La biblioteca de Betina contenía unas Mil y una noches en alemán,
anotadas por Borges y obsequio de él, que ella me dejó observar a gusto. Sobre
un mueble, en una esquina del luminoso living, tenía un reloj de arena. Ese
reloj de arena, me explicó, había sido objeto de juegos con Borges.
—Tómelo —me dijo—, puede jugar con él.
Así lo hice, frente a la sonrisa de Betina, jugué con el reloj de arena y
lo devolví respetuosamente a su lugar.
Aún vi algunas veces más a Betina, y tuvimos varias charlas por teléfono.

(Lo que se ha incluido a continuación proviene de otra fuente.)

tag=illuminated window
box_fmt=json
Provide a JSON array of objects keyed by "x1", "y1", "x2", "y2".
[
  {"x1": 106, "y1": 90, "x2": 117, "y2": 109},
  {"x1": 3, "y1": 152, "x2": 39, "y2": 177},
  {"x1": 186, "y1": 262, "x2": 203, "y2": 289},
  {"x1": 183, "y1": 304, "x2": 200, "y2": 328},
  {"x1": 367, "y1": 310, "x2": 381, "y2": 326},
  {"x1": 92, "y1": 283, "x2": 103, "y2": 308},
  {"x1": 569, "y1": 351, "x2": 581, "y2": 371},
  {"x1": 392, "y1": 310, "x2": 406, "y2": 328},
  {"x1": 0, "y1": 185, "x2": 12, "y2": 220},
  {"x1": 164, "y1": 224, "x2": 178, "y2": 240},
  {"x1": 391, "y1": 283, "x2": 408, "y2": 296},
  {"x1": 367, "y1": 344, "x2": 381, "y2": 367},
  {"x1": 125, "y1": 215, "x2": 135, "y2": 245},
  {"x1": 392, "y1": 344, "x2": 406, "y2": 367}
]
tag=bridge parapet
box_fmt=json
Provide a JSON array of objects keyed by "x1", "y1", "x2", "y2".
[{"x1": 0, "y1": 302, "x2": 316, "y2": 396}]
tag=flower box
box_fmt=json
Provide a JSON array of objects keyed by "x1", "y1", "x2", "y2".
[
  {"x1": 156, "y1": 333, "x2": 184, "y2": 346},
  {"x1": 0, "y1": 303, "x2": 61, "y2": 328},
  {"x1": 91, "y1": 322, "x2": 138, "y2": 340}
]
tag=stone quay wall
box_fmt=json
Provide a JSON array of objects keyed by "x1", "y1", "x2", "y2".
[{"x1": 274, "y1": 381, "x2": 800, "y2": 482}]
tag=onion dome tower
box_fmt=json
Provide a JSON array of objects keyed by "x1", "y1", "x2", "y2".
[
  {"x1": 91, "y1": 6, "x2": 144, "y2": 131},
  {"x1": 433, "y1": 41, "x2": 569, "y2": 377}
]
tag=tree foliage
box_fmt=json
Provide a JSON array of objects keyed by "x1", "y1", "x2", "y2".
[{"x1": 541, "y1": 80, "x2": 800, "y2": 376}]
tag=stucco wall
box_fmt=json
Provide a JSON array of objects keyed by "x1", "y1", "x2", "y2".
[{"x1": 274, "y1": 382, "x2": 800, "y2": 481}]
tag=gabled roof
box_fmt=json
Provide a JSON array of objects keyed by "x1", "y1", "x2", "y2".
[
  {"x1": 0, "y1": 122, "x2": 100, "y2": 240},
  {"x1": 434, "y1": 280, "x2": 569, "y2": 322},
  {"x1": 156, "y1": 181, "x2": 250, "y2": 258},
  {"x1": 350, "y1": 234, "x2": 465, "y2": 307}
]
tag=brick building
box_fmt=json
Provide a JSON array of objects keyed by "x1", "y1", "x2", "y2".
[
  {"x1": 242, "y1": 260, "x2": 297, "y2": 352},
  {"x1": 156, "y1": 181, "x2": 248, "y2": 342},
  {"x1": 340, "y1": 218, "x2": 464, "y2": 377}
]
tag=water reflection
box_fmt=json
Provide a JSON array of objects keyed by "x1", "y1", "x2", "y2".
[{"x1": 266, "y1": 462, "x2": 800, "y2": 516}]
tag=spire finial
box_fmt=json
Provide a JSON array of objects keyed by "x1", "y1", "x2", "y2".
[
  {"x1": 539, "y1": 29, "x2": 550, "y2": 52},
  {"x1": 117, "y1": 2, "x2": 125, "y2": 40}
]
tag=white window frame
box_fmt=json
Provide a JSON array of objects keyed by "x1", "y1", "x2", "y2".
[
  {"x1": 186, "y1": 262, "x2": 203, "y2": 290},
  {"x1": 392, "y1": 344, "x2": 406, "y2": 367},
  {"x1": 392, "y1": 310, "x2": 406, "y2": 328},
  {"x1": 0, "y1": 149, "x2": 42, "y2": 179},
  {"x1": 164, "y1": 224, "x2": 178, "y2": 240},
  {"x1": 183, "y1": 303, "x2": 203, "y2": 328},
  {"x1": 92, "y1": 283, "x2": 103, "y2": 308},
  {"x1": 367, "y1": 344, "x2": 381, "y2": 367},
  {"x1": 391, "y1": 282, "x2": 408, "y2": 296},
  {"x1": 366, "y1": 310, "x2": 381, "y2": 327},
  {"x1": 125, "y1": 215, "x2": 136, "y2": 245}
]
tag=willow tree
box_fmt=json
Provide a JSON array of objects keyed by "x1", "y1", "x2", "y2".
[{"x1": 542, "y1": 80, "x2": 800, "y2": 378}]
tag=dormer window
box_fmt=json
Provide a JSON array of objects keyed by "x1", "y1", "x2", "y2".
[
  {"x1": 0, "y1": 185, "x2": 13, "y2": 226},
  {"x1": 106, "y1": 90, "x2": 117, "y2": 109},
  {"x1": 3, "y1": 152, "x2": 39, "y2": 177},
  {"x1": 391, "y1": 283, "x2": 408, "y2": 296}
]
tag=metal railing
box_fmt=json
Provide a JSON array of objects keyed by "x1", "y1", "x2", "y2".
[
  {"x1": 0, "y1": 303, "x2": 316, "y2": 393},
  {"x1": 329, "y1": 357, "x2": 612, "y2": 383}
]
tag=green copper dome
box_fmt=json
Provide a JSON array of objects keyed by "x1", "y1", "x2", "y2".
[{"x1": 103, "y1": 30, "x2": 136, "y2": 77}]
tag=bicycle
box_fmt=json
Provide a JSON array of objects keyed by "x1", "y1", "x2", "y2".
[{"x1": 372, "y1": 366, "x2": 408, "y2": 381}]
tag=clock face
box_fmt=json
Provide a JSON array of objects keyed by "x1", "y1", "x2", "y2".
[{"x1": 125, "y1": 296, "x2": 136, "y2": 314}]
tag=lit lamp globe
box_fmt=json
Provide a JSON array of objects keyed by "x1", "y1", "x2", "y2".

Cuando retorné a la Biblioteca Nacional Mariano Moreno (por unos años) en
agosto de 2006, durante la gestión de Horacio González, encontré a la colección
Jorge Luis Borges encaminada de la mano de Laura Rosato y Germán Álvarez. Con
ellos y con el apoyo institucional que yo no tuve, la colección creció y tras
una búsqueda sistemática, fueron hallados 700 volúmenes anotados por Jorge
Luis.
Hace unos pocos días se
inauguró el Centro de Estudios Jorge Luis Borges, que contiene la colección; hace
dos meses se publicó el libro de Patricio Zunini, Borges en la biblioteca.
El Centro de Estudios es un
gran logro principalmente de Rosato y Álvarez y de los funcionarios que
supieron ver el potencial de este descubrimiento.
El libro Borges en la
biblioteca es un brillante relato-pesquisa que da nueva luz a la biografía borgeana
y descubre nuevos hechos en una lúcida investigación. Patricio Zunini, entre
muchas páginas interesantes, menciona mi trabajo en las páginas referidas a
Agüero 2502. Donde para mí empezó esta historia.
Esta historia que contiene pesquisas,
ogros, nombres dantescos, personajes codiciosos, libros manuscritos por una
poderosa mano, así, nada y todo le falta a mi relato para ser literatura.